How to upgrade hard disk to a larger one without reinstalling operating system and applications?
Disk clone: upgrade disk or transfer data


This: EaseUS® Todo Backup Free 4.5; or, this: EaseUS Disk Copy Home Free

Or, you can use this from Western Digital: Acronis True Image WD Edition Software


----------



## TSX420J (May 11, 2012)

Sanhime said:


> Whats a good free imaging/cloning program?  I have a 1TB hard drive with Win7 and I want to seamlessly migrate my stuff to a 2TB hard drive.  Any suggestions?



In the search on the start menu type backup. There will be one option that says "backup computer" click on it. Then on the left you can click on create system image. That will make a clone of your current state of your hdd. I use it all the time. You will need another hdd to save the image. Then you can write the image to any hdd and have everything the way it was when you made the image. It's a nice feature in 7.


----------



## Aquinus (May 11, 2012)

TSX420J said:


> In the search on the start menu type backup. There will be one option that says "backup computer" click on it. Then on the left you can click on create system image. That will make a clone of your current state of your hdd. I use it all the time. You will need another hdd to save the image. Then you can write the image to any hdd and have everything the way it was when you made the image. It's a nice feature in 7.



As an Administrator who has used Windows servers (and hated them I might add,) I would never rely on Windows backup.

If you want a *complete* backup, I would use an Ubuntu live CD and use dd to copy the drive to an image then use something like zip or tar/gzip to compress it. I searched google real quick, maybe something like this is what you're looking for? Honestly, this is what I would do.

http://www.howtogeek.com/howto/19446/make-a-drive-image-using-an-ubuntu-live-cd/


----------



## lyndonguitar (May 20, 2012)

Sanhime said:


> Whats a good free imaging/cloning program?  I have a 1TB hard drive with Win7 and I want to seamlessly migrate my stuff to a 2TB hard drive.  Any suggestions?

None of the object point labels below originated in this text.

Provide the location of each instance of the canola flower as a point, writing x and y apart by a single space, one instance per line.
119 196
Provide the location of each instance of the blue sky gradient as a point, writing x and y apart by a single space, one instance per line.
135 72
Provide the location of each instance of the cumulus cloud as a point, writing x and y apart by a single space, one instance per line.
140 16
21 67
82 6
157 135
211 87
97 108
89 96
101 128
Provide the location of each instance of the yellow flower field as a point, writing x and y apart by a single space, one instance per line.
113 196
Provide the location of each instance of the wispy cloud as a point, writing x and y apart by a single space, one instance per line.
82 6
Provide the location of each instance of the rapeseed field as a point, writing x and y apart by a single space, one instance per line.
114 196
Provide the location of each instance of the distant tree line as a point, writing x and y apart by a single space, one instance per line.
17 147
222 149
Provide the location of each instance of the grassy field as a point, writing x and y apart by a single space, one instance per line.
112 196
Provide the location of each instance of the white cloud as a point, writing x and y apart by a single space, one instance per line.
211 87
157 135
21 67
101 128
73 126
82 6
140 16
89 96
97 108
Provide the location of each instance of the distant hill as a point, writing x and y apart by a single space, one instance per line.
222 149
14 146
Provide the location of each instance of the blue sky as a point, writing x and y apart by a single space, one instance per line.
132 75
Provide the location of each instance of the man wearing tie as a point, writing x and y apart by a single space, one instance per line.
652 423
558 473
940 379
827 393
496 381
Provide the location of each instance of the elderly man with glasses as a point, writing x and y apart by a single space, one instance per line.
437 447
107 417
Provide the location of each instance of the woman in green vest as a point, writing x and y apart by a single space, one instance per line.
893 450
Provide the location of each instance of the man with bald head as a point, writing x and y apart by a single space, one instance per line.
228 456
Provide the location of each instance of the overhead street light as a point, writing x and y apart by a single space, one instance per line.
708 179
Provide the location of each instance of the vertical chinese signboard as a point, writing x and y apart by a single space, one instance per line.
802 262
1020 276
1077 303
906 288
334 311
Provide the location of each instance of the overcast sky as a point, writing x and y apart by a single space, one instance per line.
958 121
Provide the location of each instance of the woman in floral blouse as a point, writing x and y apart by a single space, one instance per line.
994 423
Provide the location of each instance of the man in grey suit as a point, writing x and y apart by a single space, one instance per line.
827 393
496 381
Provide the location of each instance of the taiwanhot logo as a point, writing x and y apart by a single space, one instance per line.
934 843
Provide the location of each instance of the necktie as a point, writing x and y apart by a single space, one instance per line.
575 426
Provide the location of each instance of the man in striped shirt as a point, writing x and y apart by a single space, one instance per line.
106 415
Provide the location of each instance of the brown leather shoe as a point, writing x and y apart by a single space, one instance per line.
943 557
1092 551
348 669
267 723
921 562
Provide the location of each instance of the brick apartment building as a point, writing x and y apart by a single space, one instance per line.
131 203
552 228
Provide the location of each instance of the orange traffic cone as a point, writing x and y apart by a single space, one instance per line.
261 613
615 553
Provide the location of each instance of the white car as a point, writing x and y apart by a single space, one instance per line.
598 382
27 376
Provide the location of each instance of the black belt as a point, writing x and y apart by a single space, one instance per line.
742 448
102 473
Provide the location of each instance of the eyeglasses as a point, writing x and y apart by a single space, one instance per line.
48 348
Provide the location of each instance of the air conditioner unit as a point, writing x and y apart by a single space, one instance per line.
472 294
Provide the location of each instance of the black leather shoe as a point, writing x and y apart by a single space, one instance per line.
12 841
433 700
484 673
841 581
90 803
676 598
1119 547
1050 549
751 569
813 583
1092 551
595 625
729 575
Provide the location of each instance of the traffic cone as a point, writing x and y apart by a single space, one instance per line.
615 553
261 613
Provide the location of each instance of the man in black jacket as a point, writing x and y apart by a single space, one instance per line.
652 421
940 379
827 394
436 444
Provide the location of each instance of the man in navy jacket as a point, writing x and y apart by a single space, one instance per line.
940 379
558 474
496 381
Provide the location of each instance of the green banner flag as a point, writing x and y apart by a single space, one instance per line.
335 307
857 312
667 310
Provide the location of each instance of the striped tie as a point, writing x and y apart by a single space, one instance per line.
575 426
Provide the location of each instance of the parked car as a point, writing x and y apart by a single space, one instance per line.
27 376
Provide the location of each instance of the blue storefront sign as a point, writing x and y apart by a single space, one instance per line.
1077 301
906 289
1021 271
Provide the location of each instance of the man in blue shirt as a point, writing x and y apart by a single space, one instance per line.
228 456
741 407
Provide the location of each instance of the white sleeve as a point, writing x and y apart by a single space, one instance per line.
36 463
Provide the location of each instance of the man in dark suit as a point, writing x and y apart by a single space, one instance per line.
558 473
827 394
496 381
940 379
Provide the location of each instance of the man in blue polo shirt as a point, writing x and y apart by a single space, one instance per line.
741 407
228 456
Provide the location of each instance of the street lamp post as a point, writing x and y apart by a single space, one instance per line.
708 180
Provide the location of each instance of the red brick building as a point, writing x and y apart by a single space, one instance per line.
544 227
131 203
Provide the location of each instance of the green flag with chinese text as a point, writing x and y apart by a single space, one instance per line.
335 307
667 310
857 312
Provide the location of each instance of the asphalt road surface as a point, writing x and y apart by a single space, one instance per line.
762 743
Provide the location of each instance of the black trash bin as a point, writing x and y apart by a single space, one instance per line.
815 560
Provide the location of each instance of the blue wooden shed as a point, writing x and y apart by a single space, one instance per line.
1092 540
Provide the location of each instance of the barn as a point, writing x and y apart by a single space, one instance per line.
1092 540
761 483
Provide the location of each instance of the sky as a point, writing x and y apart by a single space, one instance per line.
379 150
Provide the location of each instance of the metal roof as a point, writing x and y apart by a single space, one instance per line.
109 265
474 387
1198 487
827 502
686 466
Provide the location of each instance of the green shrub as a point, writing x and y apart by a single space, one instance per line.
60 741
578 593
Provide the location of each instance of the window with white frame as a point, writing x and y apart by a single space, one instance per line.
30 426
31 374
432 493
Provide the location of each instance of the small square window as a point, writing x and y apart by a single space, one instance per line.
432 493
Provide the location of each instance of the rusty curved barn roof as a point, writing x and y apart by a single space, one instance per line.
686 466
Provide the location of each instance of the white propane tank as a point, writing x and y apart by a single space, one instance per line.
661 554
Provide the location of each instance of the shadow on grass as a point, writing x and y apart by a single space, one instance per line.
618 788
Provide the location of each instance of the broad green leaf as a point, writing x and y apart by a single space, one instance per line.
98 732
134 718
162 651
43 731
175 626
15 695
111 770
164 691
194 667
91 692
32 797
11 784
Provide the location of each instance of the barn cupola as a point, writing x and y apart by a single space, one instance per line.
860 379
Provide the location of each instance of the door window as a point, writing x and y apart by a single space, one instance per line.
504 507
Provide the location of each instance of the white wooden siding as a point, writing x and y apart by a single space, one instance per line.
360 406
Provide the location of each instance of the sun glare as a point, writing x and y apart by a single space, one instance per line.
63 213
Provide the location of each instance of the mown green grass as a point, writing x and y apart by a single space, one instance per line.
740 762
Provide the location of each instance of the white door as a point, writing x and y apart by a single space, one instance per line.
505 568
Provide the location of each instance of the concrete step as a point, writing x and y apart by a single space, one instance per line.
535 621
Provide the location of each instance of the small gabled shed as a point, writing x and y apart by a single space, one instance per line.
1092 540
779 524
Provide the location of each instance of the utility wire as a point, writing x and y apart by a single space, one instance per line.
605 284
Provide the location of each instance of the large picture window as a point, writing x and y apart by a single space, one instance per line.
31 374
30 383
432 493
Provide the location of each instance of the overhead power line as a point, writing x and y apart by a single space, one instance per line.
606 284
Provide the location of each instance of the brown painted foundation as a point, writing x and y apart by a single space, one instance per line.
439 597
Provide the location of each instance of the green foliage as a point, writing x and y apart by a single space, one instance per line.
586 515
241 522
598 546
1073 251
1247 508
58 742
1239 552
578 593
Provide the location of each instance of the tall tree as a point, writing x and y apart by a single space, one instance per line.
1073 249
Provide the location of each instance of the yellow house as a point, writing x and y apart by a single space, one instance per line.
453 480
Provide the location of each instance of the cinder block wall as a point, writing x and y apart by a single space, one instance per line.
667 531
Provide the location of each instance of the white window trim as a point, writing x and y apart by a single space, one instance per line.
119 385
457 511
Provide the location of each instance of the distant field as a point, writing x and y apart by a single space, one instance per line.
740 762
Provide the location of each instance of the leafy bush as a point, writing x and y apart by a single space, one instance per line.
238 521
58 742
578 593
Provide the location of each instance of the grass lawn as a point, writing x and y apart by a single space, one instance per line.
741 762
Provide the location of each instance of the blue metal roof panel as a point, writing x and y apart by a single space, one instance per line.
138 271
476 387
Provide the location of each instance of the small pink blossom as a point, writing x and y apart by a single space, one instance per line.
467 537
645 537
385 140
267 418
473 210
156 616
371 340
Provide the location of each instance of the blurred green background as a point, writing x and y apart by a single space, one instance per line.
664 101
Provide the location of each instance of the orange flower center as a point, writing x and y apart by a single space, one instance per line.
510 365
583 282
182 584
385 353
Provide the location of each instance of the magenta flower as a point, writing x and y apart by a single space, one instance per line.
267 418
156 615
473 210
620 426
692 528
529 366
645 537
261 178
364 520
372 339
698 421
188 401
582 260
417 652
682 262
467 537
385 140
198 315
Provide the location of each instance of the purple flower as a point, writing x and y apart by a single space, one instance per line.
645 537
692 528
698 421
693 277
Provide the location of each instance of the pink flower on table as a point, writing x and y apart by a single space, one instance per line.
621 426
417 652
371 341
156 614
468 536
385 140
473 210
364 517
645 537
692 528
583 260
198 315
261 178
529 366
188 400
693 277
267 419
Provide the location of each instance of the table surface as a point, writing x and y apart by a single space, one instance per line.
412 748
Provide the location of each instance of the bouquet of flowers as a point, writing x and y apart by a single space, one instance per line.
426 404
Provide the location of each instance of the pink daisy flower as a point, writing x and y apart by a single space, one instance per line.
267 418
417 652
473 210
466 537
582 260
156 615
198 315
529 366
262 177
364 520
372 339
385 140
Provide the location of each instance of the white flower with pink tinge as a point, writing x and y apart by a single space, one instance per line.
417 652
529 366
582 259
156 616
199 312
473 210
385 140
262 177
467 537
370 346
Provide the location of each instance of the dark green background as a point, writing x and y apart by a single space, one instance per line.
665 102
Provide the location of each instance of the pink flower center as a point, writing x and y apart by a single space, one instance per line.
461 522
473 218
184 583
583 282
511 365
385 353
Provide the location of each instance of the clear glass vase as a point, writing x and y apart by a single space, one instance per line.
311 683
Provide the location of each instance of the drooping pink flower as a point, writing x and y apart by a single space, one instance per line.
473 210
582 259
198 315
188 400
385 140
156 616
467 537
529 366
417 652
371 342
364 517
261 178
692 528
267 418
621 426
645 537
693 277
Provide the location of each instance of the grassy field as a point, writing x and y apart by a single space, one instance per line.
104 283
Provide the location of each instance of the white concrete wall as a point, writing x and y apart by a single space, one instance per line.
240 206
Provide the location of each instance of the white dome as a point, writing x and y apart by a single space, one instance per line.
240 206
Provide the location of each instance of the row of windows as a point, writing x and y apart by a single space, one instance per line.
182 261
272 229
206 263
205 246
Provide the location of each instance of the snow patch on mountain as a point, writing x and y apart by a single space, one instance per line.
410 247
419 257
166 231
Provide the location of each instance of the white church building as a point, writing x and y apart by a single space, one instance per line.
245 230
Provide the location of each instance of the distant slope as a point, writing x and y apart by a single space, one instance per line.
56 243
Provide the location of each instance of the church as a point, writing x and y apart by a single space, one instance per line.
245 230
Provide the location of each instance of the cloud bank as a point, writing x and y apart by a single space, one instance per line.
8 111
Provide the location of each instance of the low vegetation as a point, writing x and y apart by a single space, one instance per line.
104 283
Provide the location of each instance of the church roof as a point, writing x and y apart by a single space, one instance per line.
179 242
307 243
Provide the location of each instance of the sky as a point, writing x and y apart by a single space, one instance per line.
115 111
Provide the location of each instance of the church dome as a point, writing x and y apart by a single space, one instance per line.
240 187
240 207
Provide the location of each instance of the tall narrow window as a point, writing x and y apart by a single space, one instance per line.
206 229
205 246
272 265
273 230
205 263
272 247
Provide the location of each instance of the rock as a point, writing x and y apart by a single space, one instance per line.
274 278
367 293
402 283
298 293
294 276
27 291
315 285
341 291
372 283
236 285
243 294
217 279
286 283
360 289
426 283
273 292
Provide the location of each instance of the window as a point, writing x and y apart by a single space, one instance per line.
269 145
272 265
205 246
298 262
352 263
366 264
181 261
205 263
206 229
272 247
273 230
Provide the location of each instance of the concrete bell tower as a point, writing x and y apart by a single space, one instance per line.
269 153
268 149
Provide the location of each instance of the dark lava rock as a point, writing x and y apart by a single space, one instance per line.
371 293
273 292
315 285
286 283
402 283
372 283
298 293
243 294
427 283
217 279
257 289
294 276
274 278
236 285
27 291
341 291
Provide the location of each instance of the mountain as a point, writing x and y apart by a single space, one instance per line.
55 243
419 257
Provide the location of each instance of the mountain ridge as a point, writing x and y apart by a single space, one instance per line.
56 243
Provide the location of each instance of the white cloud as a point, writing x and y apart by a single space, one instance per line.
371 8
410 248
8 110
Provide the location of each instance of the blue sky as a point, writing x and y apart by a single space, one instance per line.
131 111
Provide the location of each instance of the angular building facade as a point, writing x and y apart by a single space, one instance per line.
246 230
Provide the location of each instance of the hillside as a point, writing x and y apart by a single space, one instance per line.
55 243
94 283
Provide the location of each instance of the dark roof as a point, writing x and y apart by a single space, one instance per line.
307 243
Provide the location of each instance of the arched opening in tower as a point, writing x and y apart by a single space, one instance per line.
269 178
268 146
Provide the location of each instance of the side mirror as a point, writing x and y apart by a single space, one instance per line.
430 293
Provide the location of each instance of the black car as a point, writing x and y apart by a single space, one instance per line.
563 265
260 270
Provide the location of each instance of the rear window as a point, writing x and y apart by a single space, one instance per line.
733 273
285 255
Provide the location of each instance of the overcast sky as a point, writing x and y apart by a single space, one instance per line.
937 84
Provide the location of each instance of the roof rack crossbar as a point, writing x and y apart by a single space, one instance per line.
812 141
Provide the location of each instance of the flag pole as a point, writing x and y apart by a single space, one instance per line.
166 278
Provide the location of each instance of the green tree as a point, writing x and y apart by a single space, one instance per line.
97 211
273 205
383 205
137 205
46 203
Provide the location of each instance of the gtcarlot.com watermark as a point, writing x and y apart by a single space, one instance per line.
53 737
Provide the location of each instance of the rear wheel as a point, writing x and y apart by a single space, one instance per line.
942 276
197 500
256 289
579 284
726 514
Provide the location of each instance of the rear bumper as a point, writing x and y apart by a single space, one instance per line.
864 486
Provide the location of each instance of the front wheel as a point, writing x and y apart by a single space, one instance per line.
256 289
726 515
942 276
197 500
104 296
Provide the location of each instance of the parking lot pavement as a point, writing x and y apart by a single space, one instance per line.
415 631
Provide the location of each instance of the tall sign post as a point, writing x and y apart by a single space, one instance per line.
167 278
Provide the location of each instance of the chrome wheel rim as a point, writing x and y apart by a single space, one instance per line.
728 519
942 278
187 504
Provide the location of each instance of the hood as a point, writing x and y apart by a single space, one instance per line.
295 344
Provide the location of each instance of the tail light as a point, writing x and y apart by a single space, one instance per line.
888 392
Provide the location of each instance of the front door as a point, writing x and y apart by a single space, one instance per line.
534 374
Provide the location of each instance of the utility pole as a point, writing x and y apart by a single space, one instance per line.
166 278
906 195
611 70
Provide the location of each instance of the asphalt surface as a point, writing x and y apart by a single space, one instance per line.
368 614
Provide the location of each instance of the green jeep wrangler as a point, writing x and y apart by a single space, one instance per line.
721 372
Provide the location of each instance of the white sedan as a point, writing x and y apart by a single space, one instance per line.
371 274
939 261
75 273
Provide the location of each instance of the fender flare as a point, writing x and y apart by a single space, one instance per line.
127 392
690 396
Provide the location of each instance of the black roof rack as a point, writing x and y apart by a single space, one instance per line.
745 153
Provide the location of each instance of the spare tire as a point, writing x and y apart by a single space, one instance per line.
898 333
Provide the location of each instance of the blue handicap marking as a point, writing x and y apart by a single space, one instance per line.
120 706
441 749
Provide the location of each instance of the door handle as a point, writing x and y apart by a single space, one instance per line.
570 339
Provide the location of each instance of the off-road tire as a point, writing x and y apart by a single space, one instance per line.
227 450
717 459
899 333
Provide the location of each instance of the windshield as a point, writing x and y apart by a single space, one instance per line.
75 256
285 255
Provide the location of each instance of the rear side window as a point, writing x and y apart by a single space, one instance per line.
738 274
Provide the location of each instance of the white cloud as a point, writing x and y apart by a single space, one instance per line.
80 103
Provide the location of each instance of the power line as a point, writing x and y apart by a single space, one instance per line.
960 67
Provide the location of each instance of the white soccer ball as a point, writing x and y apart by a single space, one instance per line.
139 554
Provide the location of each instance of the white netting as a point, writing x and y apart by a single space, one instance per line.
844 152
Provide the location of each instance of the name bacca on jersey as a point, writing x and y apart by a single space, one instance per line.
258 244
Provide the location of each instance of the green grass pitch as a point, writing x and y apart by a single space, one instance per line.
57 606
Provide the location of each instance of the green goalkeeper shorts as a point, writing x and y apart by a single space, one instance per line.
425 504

Hello, Migrating a 1TB Hard Drive to a 2TB HDD is very possible.

My Rig started out on just 160GB, when I upgraded HDDs, I cloned my 160 GB into a newly bought 500GB HDD. (it was an OS HDD)

Then on the next HDD upgrade(I bought a 1 TB) I cloned that 500GB to a 1 TB HDD.

No problems at all.

From what I can remember the program I used was Acronis?? I forgot. But it ran the cloning process outside of windows. the cloning took like 30 to 1 hr. then I switched drive letters and the newly bought HDD is now my boot device.


----------



## kenkickr (May 20, 2012)

If you install either Acronis True Image WD Edition or Seagate's Discwizard but one of the drives being imaged has to be in the loop of the drives your imaging or imaging to.  You can either do the clone through windows or make a bootable disc and run the clone off the disc.


----------



## Widjaja (May 20, 2012)

As mentioned, if you have two HDDs of the same brand, the company will have supporting cloning software for them for free.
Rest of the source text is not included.